While launching the vehicle in the northern district of Kitgum, Museveni said government’s decision to set up skilling centres in various parts of the country had started paying off.

“These knowledge and skilling centres for Uganda have created world class scientists, some of whom are here. Now you can see the fruits of our emphasis on sciences,” the president said as he pointed at the three-wheel vehicle.

“You remember some years ago we guided you to emphasise the teaching of sciences in schools and universities. Now you can see our young people, there is nothing they cannot do, you have seen the car I commissioned here and it was made by our own, here,” the president said in a televised event.

The vehicle was launched as Uganda celebrated its 61st Independence Anniversary under the theme, Sustaining a United and progressive nation: Taking charge of our future as a free nation.

According to Rogers Mubiru, one of the founders and director at Kevoton Motions, they developed the idea of building a local engine in 1998 and since then they have never looked back.

“This vehicle has three functions; transportation, pumping water for irrigation and it generates about 6kw of electricity at the same time,” Mubiru said.

Mubiru said the vehicle will mostly benefit areas in the country with no power supply where water is scarce.

“The Bingua uses a single cylinder engine, it has three wheels and can deliver 6000 litres of water per hour using one litre of diesel. It can generate electricity for home appliances and carry a load of one tonne using one litre for 25km,” Mubiru added.

The 10-member group behind the innovation has no graduate amongst them but kept focused on their dream until they found sponsorship from a local university.

 “Since 1998 our focus was to develop our own power devices. Before that were engaged in other activities such as farming, brick making, driving and many others along with practicing mechanics,” Mubiru added.

“From 2012, Makerere University picked interest in our project and started funding us up to 2015. After launching the first prototype of the combustion engine, the minister of science and technology directed Kiira Motors to take us up,” he said.

Kiira Motors Corporation is a government enterprise established to spearhead value addition in the motor vehicle industry in the east African country. This is done through technology transfer, contract manufacturing and the localization of the supply chain.

Although Kiira Motors have already manufactured solar-powered and electric vehicles, the corporation is putting up a state-of-the-art plant where they intend to produce mostly buses both for commercial and public use in a bid to reduce congestion as well as air pollution.

Mubiru acknowledges support from Kiira Motors but their plan is to run an independent firm.

He said their product is close to perfection. “We have developed two engines so far.

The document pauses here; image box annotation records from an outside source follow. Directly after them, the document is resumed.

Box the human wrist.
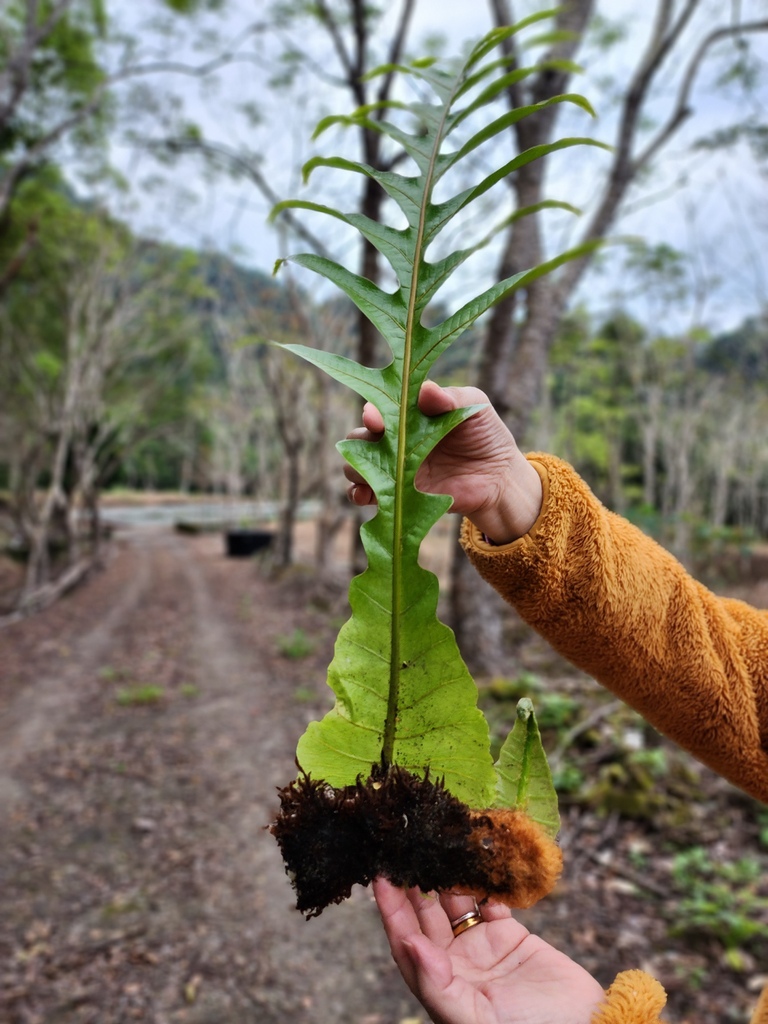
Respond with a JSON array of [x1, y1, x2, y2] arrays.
[[469, 451, 544, 546]]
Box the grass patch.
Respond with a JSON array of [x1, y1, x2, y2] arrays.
[[115, 683, 165, 708]]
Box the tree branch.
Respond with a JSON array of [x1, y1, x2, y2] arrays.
[[317, 0, 365, 96], [376, 0, 415, 109], [633, 20, 768, 174], [148, 138, 333, 259]]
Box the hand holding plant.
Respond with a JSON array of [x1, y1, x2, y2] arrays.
[[374, 879, 605, 1024], [270, 12, 596, 916], [344, 381, 542, 544]]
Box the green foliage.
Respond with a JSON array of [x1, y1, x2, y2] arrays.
[[115, 683, 165, 708], [273, 14, 594, 822], [670, 847, 768, 950]]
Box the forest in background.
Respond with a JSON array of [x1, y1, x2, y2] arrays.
[[0, 0, 768, 622]]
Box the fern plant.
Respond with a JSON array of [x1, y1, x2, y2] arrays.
[[272, 12, 598, 912]]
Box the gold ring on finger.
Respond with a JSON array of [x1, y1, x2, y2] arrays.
[[451, 907, 482, 937]]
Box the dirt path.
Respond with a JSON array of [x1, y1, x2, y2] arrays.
[[0, 532, 420, 1024], [0, 531, 768, 1024]]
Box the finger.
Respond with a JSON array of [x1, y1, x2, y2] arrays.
[[419, 381, 488, 416], [407, 935, 489, 1024], [373, 878, 421, 992], [480, 903, 512, 921], [408, 889, 462, 949], [347, 483, 376, 508], [346, 427, 383, 441]]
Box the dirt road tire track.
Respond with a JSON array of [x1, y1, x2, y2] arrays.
[[0, 532, 419, 1024]]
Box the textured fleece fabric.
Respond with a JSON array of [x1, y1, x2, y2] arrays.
[[462, 455, 768, 1024]]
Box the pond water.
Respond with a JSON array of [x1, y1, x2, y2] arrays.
[[100, 501, 317, 529]]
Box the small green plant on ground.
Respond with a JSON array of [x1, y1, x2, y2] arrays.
[[115, 683, 165, 708], [670, 847, 768, 970]]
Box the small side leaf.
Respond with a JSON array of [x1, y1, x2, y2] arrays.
[[496, 697, 560, 839]]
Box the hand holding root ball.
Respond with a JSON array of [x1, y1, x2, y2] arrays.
[[344, 381, 605, 1024], [374, 879, 605, 1024], [344, 381, 542, 544]]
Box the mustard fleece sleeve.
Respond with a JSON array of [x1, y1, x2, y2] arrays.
[[462, 455, 768, 803]]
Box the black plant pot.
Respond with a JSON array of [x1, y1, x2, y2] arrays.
[[225, 529, 274, 558]]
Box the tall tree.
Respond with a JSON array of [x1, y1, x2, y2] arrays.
[[453, 0, 768, 671]]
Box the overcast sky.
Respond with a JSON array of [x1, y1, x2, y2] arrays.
[[107, 0, 768, 326]]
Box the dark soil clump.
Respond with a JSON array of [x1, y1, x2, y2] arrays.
[[270, 765, 562, 918]]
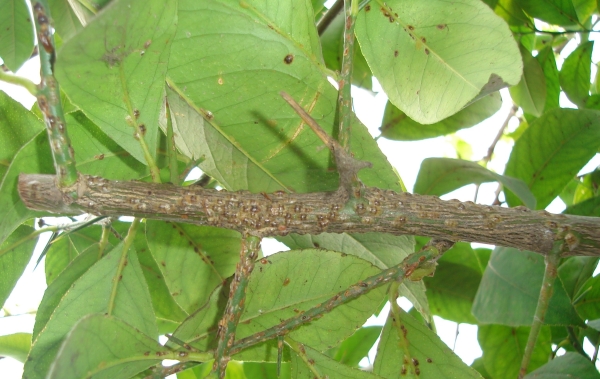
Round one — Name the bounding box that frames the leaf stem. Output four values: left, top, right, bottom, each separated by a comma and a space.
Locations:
229, 240, 453, 355
213, 234, 261, 379
165, 99, 181, 186
519, 241, 563, 379
30, 0, 78, 190
106, 218, 140, 316
0, 70, 38, 97
338, 0, 358, 152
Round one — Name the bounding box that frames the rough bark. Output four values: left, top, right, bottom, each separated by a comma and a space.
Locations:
19, 175, 600, 256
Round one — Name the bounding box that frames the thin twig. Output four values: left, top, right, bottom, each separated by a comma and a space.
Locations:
213, 235, 260, 379
229, 240, 453, 355
317, 0, 344, 36
519, 243, 563, 379
30, 0, 78, 193
338, 0, 358, 153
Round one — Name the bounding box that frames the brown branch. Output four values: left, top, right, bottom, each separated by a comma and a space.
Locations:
19, 174, 600, 256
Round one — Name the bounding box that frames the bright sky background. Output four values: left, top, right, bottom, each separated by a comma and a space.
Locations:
0, 3, 600, 379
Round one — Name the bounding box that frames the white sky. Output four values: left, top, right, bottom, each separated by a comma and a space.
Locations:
0, 7, 600, 379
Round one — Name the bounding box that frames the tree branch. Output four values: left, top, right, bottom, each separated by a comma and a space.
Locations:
19, 174, 600, 256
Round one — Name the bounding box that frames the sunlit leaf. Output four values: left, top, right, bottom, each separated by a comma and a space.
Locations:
504, 109, 600, 209
0, 0, 33, 72
509, 45, 546, 117
559, 41, 594, 107
356, 0, 523, 124
473, 247, 583, 326
477, 325, 551, 378
380, 92, 502, 141
56, 0, 177, 162
0, 333, 31, 362
24, 243, 158, 379
47, 314, 170, 379
414, 158, 535, 208
146, 221, 241, 313
373, 310, 481, 379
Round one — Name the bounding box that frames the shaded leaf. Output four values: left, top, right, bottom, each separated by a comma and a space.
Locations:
473, 247, 583, 326
278, 233, 433, 323
236, 249, 384, 351
414, 158, 535, 208
525, 353, 600, 379
423, 246, 491, 324
504, 109, 600, 209
373, 310, 481, 379
168, 0, 400, 192
0, 333, 31, 363
509, 45, 546, 117
325, 325, 382, 367
380, 92, 502, 141
517, 0, 578, 26
290, 346, 381, 379
0, 225, 37, 307
559, 41, 594, 108
24, 243, 158, 379
48, 314, 170, 379
56, 0, 177, 163
146, 220, 241, 314
477, 325, 551, 378
356, 0, 523, 124
0, 0, 33, 72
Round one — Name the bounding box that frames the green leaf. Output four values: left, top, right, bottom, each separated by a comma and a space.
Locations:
47, 314, 174, 379
0, 225, 37, 307
321, 12, 373, 90
414, 158, 535, 208
509, 45, 546, 117
290, 346, 382, 379
0, 0, 33, 72
278, 233, 433, 323
236, 249, 384, 351
373, 310, 481, 379
325, 325, 382, 367
423, 242, 490, 324
525, 353, 600, 379
574, 276, 600, 320
558, 257, 599, 300
380, 92, 502, 141
504, 109, 600, 209
356, 0, 523, 124
477, 325, 551, 378
559, 41, 594, 108
517, 0, 579, 26
146, 220, 241, 314
535, 46, 560, 112
56, 0, 177, 163
0, 333, 31, 362
168, 0, 400, 192
473, 247, 583, 326
134, 233, 188, 332
24, 243, 158, 379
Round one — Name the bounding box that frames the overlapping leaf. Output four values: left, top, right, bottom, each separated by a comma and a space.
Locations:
24, 243, 158, 379
380, 92, 502, 141
56, 0, 177, 162
168, 0, 400, 192
504, 109, 600, 209
373, 310, 481, 379
473, 247, 583, 326
414, 158, 535, 208
356, 0, 522, 124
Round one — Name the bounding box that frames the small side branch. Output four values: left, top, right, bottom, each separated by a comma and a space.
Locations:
31, 0, 78, 190
519, 242, 563, 379
229, 243, 452, 355
213, 235, 260, 379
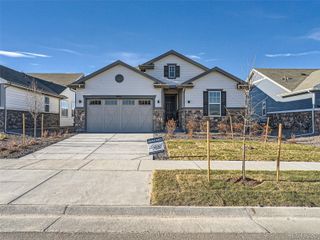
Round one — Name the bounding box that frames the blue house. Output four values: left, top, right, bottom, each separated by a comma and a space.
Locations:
248, 68, 320, 135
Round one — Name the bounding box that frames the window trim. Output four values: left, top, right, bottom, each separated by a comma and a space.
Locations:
168, 64, 177, 79
208, 91, 222, 117
44, 96, 50, 113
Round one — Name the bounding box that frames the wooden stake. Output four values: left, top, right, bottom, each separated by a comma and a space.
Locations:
41, 114, 43, 137
277, 123, 282, 182
22, 113, 26, 145
264, 117, 270, 148
207, 120, 211, 182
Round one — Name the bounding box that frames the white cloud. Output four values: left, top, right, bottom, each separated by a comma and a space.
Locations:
0, 50, 51, 58
265, 51, 320, 58
307, 28, 320, 41
187, 55, 201, 60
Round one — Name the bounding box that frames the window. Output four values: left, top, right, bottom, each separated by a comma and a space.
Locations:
261, 101, 267, 116
44, 96, 50, 112
89, 100, 101, 105
71, 102, 75, 117
122, 99, 134, 105
60, 100, 69, 117
105, 99, 118, 105
168, 64, 176, 78
208, 91, 221, 116
139, 100, 151, 105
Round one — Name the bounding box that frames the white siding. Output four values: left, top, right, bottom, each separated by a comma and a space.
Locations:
76, 65, 162, 107
146, 55, 204, 84
185, 72, 245, 108
6, 86, 60, 113
252, 72, 312, 102
60, 88, 75, 126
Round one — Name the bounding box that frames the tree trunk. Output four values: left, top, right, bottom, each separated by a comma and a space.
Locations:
33, 115, 37, 138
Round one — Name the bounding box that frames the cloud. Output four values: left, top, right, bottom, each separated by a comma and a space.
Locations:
187, 55, 201, 60
265, 50, 320, 58
0, 50, 51, 58
306, 28, 320, 41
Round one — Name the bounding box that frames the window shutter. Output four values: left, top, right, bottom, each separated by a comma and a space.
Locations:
203, 91, 209, 116
163, 66, 169, 77
221, 91, 227, 116
176, 66, 180, 77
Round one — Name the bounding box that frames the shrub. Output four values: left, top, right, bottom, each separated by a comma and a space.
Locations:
166, 119, 177, 138
186, 119, 197, 138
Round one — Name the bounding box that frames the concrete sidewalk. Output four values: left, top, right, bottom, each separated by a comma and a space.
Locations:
0, 205, 320, 234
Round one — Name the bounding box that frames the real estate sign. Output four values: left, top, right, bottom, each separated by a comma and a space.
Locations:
147, 137, 164, 155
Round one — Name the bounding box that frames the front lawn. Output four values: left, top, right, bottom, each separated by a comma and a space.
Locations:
166, 139, 320, 162
151, 170, 320, 207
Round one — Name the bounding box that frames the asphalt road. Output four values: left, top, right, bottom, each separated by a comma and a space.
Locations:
0, 232, 320, 240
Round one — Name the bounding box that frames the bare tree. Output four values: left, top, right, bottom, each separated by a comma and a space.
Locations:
27, 79, 44, 138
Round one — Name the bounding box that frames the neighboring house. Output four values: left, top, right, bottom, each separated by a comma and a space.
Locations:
28, 73, 84, 127
249, 68, 320, 134
70, 50, 246, 132
0, 65, 66, 132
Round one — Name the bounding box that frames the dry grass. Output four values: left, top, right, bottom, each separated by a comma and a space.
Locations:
166, 139, 320, 162
151, 170, 320, 207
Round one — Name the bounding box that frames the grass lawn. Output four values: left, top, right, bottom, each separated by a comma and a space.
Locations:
166, 139, 320, 162
151, 170, 320, 207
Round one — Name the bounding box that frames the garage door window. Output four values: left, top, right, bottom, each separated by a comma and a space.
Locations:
122, 99, 134, 105
89, 100, 101, 105
139, 100, 151, 105
105, 99, 118, 105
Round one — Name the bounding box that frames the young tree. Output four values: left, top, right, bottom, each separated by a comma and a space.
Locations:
27, 79, 44, 138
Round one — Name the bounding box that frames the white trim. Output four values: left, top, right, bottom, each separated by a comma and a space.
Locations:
252, 69, 292, 93
267, 108, 320, 115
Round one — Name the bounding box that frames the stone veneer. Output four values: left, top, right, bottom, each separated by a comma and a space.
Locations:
0, 109, 60, 131
268, 111, 320, 134
179, 108, 243, 131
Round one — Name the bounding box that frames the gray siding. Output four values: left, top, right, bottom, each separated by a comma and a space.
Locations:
250, 86, 312, 116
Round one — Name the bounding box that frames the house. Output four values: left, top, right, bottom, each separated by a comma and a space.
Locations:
0, 65, 74, 132
28, 73, 84, 127
70, 50, 246, 132
249, 68, 320, 134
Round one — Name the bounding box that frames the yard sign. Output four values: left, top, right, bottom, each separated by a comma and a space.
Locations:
147, 137, 164, 155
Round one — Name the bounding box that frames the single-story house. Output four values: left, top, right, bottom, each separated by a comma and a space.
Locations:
0, 65, 77, 132
69, 50, 246, 132
249, 68, 320, 134
27, 73, 84, 127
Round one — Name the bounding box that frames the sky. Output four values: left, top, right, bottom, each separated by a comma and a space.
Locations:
0, 0, 320, 79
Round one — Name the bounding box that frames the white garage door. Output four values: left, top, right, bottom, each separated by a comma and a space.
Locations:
87, 98, 153, 132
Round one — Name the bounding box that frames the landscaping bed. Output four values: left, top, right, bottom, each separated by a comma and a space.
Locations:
0, 133, 74, 158
166, 139, 320, 162
151, 170, 320, 207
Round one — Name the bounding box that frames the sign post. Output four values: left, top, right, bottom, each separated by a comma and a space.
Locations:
147, 137, 165, 155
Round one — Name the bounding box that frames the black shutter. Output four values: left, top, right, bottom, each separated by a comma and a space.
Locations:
176, 66, 180, 77
203, 91, 209, 116
221, 91, 227, 116
163, 66, 169, 77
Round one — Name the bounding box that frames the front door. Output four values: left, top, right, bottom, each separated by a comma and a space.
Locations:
164, 95, 178, 122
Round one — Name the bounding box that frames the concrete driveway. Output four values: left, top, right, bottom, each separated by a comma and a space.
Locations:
0, 134, 152, 205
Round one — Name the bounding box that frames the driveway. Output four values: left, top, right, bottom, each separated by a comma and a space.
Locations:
0, 134, 152, 205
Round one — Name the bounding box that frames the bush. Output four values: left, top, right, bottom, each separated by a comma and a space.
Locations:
166, 119, 177, 138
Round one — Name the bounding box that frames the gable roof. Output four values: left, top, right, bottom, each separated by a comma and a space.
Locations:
254, 68, 320, 91
182, 67, 247, 85
0, 65, 66, 96
70, 60, 164, 86
28, 73, 84, 86
139, 50, 209, 71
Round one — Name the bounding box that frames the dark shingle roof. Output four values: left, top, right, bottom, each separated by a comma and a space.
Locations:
28, 73, 84, 86
0, 65, 66, 96
255, 68, 319, 91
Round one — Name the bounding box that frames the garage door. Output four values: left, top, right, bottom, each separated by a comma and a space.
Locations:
87, 98, 153, 132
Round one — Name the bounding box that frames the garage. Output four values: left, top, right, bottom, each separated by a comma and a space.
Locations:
87, 98, 153, 132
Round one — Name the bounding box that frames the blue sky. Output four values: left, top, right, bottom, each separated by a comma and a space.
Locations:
0, 0, 320, 79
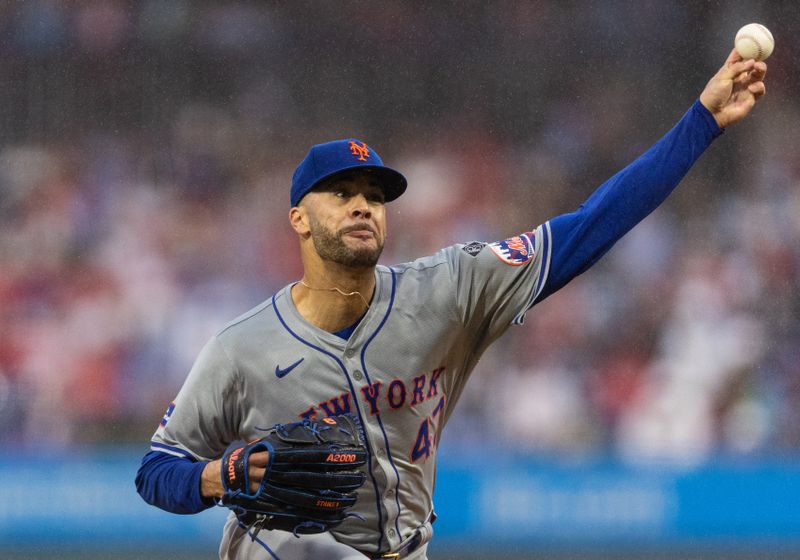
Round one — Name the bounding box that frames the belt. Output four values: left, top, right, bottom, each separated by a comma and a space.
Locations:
371, 531, 422, 560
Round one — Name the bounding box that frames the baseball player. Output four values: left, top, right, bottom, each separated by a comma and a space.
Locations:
136, 51, 766, 560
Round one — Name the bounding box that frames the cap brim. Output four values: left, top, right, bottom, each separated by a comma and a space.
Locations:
308, 165, 408, 202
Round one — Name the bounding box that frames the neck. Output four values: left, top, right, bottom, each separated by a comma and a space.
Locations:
292, 264, 375, 332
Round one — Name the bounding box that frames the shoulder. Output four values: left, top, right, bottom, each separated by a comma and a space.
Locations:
215, 286, 289, 346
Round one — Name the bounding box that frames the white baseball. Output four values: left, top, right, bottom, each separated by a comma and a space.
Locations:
734, 23, 775, 60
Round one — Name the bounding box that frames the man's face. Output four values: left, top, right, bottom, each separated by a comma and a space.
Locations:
301, 172, 386, 268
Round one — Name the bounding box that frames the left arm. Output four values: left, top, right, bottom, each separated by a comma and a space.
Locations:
538, 50, 767, 301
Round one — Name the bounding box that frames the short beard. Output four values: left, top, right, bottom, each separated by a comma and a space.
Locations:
309, 216, 383, 268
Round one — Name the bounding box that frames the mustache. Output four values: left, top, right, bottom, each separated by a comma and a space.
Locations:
339, 222, 378, 235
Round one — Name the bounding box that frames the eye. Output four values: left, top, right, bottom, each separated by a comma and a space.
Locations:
367, 191, 386, 204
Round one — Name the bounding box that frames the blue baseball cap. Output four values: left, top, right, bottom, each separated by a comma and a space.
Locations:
291, 138, 408, 206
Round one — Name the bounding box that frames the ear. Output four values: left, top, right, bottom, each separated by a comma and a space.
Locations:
289, 206, 311, 237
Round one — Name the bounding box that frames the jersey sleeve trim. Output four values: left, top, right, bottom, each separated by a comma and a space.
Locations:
511, 222, 551, 325
150, 441, 197, 461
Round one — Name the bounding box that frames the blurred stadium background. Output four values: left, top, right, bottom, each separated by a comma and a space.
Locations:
0, 0, 800, 560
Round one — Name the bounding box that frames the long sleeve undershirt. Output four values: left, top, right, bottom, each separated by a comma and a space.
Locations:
537, 100, 723, 301
136, 100, 722, 513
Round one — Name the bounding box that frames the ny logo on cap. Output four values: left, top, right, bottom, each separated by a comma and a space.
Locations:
350, 142, 369, 161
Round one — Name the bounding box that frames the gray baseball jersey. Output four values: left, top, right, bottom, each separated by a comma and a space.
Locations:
153, 224, 550, 558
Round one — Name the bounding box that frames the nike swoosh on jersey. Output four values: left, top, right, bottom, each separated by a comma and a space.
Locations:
275, 358, 305, 379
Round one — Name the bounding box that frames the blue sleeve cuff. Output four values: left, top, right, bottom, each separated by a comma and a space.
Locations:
136, 451, 214, 514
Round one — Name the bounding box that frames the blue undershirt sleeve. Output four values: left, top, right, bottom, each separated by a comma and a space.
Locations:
537, 100, 723, 301
136, 451, 214, 513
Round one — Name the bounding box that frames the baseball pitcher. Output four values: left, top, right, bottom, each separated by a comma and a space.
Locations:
136, 51, 766, 560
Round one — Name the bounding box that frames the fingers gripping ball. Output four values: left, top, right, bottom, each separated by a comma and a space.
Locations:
221, 415, 367, 538
734, 23, 775, 60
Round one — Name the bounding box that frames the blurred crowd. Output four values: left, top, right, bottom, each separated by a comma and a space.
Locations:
0, 0, 800, 461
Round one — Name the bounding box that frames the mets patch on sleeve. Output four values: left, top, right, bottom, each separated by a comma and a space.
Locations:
489, 231, 536, 266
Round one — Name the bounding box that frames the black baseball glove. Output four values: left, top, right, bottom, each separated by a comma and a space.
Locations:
221, 414, 367, 538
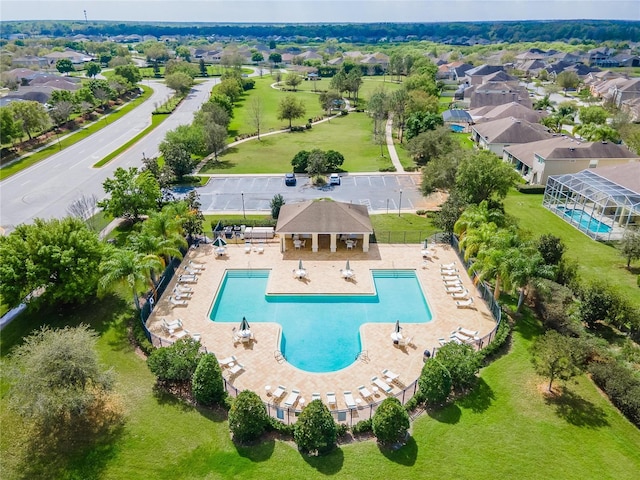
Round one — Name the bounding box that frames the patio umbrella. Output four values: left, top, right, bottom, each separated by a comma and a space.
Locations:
213, 237, 227, 247
240, 317, 251, 332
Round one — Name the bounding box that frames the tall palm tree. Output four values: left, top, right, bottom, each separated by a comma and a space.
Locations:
98, 248, 162, 310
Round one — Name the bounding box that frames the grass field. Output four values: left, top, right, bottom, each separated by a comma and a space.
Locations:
504, 190, 640, 308
200, 113, 391, 173
0, 297, 640, 480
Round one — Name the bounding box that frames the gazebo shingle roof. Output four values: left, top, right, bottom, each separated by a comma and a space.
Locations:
276, 199, 373, 234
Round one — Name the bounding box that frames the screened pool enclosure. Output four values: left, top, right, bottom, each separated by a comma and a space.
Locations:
543, 170, 640, 240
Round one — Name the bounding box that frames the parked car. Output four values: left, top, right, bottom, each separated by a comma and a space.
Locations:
284, 173, 296, 186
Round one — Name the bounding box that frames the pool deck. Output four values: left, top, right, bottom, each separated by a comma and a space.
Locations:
148, 242, 495, 409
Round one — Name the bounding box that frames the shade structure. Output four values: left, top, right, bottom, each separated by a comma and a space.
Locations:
213, 237, 227, 247
240, 317, 251, 332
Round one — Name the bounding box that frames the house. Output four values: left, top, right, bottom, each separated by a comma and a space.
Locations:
471, 117, 553, 157
502, 136, 640, 185
542, 162, 640, 241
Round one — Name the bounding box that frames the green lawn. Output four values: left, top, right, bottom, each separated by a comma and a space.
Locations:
200, 113, 391, 173
0, 297, 640, 480
504, 190, 640, 306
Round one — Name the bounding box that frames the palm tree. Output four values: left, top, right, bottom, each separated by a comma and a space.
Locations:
98, 248, 162, 310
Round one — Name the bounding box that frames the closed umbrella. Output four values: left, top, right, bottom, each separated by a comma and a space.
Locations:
213, 237, 227, 247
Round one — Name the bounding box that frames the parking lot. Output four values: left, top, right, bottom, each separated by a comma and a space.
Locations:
189, 174, 425, 213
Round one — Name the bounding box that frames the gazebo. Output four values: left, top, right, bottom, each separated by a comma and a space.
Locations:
276, 199, 373, 252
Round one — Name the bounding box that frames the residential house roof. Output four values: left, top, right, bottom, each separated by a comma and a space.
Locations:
276, 199, 373, 234
471, 117, 552, 144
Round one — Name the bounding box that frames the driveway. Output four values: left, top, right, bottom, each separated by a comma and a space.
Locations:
178, 173, 426, 214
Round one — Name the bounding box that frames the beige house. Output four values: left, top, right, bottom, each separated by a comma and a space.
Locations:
276, 199, 373, 252
503, 136, 640, 185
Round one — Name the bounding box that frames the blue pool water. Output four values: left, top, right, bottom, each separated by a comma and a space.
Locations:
210, 270, 431, 372
564, 209, 611, 233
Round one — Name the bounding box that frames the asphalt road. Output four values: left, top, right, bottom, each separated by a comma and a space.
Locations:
174, 173, 425, 213
0, 79, 219, 232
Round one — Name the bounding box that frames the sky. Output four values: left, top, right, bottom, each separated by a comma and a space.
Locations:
0, 0, 640, 23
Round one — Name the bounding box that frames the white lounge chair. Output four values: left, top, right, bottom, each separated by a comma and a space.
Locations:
284, 389, 300, 407
344, 390, 358, 409
273, 385, 287, 400
169, 297, 188, 307
371, 377, 393, 393
382, 368, 400, 382
456, 298, 473, 308
451, 288, 469, 300
358, 385, 373, 400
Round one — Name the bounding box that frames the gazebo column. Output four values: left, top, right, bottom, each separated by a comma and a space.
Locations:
362, 233, 369, 253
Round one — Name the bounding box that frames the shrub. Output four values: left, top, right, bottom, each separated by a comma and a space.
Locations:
371, 397, 409, 444
293, 400, 337, 454
418, 358, 451, 405
229, 390, 271, 443
436, 342, 480, 391
191, 353, 225, 406
147, 338, 202, 382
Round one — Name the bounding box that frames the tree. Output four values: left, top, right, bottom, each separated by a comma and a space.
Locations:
284, 72, 302, 92
293, 400, 338, 454
436, 342, 480, 391
620, 228, 640, 269
269, 193, 285, 220
56, 58, 75, 74
371, 397, 409, 445
203, 123, 227, 162
9, 100, 50, 140
115, 64, 142, 85
418, 358, 451, 405
0, 107, 22, 144
98, 167, 162, 221
191, 353, 226, 406
249, 97, 264, 140
278, 95, 306, 129
537, 233, 567, 265
84, 62, 102, 78
9, 325, 121, 435
0, 217, 103, 308
532, 330, 584, 392
160, 141, 196, 182
164, 72, 193, 95
456, 150, 518, 203
229, 390, 269, 443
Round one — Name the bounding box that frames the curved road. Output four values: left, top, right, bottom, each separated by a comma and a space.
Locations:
0, 78, 219, 232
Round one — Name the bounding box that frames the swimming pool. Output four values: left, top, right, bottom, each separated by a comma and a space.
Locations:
560, 208, 611, 233
210, 270, 431, 372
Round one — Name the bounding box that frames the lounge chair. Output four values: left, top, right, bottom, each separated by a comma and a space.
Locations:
358, 385, 373, 400
382, 368, 400, 382
451, 288, 469, 300
344, 390, 358, 409
219, 355, 238, 367
456, 298, 473, 308
273, 385, 287, 400
371, 377, 393, 393
444, 285, 464, 293
169, 297, 188, 307
284, 389, 300, 407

The first one was to show us where the errors were, but this one is close to a finished product. We just need to get the resources and start commercial production,” Mubiru added.

Mubiru said 56.4% of the engine components were locally made while more than 80% of the entire product was manufactured in Uganda.

“In east Africa there is no company which has adopted our technology yet. We are the first to develop this technology. People have been trying to make different machines but when you talk about such power devices we are the first,” Mubiru said.

He asserts that Africa needs to borrow a leaf from developed economies if science and technology is to grow to greater heights.

“In developed countries they don’t depend mostly on educated people. Once you choose any innovation, you be focused, concentrate and the end result will be perfect,” he said.

He advised the educated youth to “take away the trench between the educated and the uneducated people so that we develop this country together.”

“It is all about choosing what you can concentrate on and develop it to help grow your country,” he said, adding: “Africa can develop our own products as long as we drop the selfishness and work together for the good of our continent.”

 The 40-year-old who dropped out of school after Form Two said there is need for mindset change.

“Chinese technology is good. The European technology is not very difficult. It is all about changing the mindset so that we create something, which can solve our problems,” he said. 

Allan Muhumuza, the Mobility Bureau Chief at the Ministry of Science, Technology and Innovation which funded the project, said the vehicle is specifically made for a typical agrarian community to boost agriculture productivity.

“The electricity can be used for small enterprises to enable them earn some income,” Muhumuza said.b“We are now ready to commercialise the vehicle and supply the market,” the official added.

According to Muhumuza, the project had inspired many students to pursue science subjects and mathematics. Uganda also manufactures and assembles armoured vehicles under the Uganda People’s Defense Forces.

Metu Zhongtong, a Chinese company, is currently making both light and heavy vehicles in one of the country’s industrial areas.

Uganda has also in the recent past been promoting the purchase of locally made products under the theme, Buy Uganda, Build Uganda.